Module fastcdc::v2020

Expand description

This module implements the canonical FastCDC algorithm as described in the paper by Wen Xia, et al., in 2020.

The algorithm incorporates a simplified hash judgement using the fast Gear hash, sub-minimum chunk cut-point skipping, normalized chunking to produce chunks of a more consistent length, and “rolling two bytes each time”. According to the authors, this should be 30-40% faster than the 2016 version while producing the same cut points. Benchmarks on several large files on an Apple M1 show about a 20% improvement, but results may vary depending on CPU architecture, file size, chunk size, etc.

There are two ways in which to use the FastCDC struct defined in this module. One is to simply invoke cut() while managing your own start and remaining values. The other is to use the struct as an Iterator that yields Chunk structs which represent the offset and size of the chunks. Note that attempting to use both cut() and Iterator on the same FastCDC instance will yield incorrect results.

Note that the cut() function returns the 64-bit hash of the chunk, which may be useful in scenarios involving chunk size prediction using historical data, such as in RapidCDC or SuperCDC. This hash value is also given in the hash field of the Chunk struct. While this value has rather low entropy, it is computationally cost-free and can be put to some use with additional record keeping.

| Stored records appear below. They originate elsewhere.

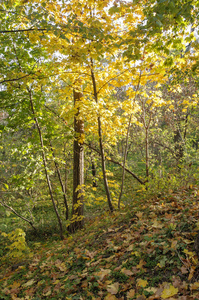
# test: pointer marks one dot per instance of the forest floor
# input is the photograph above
(145, 251)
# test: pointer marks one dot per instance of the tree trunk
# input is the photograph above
(45, 164)
(101, 142)
(60, 180)
(77, 221)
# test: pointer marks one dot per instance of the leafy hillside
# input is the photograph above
(145, 251)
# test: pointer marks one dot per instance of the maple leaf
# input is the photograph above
(169, 292)
(126, 272)
(113, 288)
(130, 294)
(29, 283)
(142, 282)
(103, 273)
(110, 297)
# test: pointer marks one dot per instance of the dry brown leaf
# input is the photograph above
(113, 288)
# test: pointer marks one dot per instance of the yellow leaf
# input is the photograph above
(103, 273)
(127, 272)
(194, 286)
(151, 290)
(29, 283)
(113, 288)
(110, 297)
(130, 294)
(169, 292)
(142, 282)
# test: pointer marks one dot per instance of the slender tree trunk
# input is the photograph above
(126, 146)
(60, 180)
(45, 164)
(101, 143)
(77, 221)
(147, 151)
(17, 214)
(124, 161)
(93, 172)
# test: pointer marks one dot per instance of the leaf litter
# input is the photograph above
(145, 251)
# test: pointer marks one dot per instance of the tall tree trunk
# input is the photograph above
(93, 172)
(60, 180)
(101, 142)
(45, 163)
(126, 146)
(77, 221)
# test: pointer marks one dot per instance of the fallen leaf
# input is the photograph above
(151, 290)
(103, 273)
(130, 294)
(169, 292)
(126, 272)
(142, 282)
(184, 270)
(110, 297)
(29, 283)
(113, 288)
(194, 286)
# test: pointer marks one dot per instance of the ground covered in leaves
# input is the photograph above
(145, 251)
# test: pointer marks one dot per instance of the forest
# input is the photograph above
(99, 149)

The StreamCDC implementation is similar to FastCDC except that it will read data from a Read into an internal buffer of max_size and produce ChunkData values from the Iterator.

Structs

Chunk
Represents a chunk returned from the FastCDC iterator.
ChunkData
Represents a chunk returned from the StreamCDC iterator.
FastCDC
The FastCDC chunker implementation from 2020.
StreamCDC
The FastCDC chunker implementation from 2020 with streaming support.

Enums

Error
The error type returned from the StreamCDC iterator.
Normalization
The level for the normalized chunking used by FastCDC.

Constants

AVERAGE_MAX
Largest acceptable value for the average chunk size.
AVERAGE_MIN
Smallest acceptable value for the average chunk size.
MAXIMUM_MAX
Largest acceptable value for the maximum chunk size.
MAXIMUM_MIN
Smallest acceptable value for the maximum chunk size.
MINIMUM_MAX
Largest acceptable value for the minimum chunk size.
MINIMUM_MIN
Smallest acceptable value for the minimum chunk size.